If you care about SIMD, you should try Intel SPMD Program Compiler (http://ispc.github.io/). Yes, this is a different language, but the result is also very different from normal C compilers. For example, the next thing an experienced SIMD programmer could do is to unroll loop to process not just 2 doubles (SSE), 4 doubles (AVX), 8 doubles (AVX-512), but full cache line, and then reduce the result to a sum. ISPC on the other hand implements this thing automatically.

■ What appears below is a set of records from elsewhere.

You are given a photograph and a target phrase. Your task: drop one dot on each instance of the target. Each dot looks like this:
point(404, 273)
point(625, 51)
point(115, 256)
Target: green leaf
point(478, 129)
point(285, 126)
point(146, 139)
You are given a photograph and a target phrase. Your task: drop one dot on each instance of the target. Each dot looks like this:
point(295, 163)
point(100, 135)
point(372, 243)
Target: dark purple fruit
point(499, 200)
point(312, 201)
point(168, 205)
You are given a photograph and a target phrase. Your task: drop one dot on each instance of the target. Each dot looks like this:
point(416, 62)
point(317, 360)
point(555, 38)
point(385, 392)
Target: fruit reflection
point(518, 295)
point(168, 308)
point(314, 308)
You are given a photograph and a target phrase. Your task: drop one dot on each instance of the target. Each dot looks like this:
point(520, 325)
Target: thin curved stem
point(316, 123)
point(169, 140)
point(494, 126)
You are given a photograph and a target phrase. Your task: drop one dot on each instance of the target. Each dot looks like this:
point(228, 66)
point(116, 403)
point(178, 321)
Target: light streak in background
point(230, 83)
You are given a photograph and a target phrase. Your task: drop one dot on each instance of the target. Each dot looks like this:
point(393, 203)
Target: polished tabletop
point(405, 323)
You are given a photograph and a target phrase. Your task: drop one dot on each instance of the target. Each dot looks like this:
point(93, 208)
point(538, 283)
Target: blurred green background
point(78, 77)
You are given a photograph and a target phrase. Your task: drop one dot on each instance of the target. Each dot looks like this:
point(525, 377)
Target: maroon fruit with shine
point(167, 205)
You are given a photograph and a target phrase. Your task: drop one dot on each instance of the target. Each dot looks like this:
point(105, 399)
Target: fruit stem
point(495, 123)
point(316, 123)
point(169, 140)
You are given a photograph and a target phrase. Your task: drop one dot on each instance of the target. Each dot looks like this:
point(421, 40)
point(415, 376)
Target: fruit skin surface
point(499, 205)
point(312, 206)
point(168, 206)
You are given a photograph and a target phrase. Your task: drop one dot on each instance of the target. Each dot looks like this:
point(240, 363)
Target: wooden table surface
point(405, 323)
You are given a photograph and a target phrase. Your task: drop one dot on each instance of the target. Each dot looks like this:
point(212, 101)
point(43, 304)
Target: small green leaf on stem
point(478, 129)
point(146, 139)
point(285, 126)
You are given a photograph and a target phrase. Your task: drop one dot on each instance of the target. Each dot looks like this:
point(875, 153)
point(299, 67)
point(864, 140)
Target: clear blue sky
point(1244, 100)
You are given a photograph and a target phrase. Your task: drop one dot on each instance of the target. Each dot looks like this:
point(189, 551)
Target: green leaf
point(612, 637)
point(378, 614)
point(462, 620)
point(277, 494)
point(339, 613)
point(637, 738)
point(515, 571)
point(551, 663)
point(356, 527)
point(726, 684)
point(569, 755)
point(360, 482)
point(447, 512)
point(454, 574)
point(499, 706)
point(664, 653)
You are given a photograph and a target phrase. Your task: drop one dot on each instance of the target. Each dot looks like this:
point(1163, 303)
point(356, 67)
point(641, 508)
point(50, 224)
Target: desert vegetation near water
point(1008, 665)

Thanks, I'll check this out. I'm very interested in x64 SIMD. This is the sort of thing I've been doing with it: http://arxiv.org/abs/1401.6399
Although I'm talking up Intel's compiler, and do think it usually beats GCC, my actual experience is that I've largely given up on writing anything performant in C (muchless C++). If you give a compiler an inch, it will figure out way to hang itself. I'm having much better luck doing the whole function with inline assembly rather than instinsics.
Your advice is not bad, but you should definitely try ISPC before rewriting everything in assembly. I'm currently optimizing Cycles Raytracer (without implementing an actual SIMD-packet raytracer), and I'm a little bit tired of avalanche effect in modern compilers too. The unusual thing about Cycles is that its code can be compiled by CUDA, OpenCL and normal C++ compilers. GPU and CPU architectures are very different, so SIMD optimization is not trivial at all. Simple operation reordering can lead to completely different stack map and performance drop by 10%. And you won't ever know about it, until you test with every supported compiler (i. e. gcc, clang and msvc).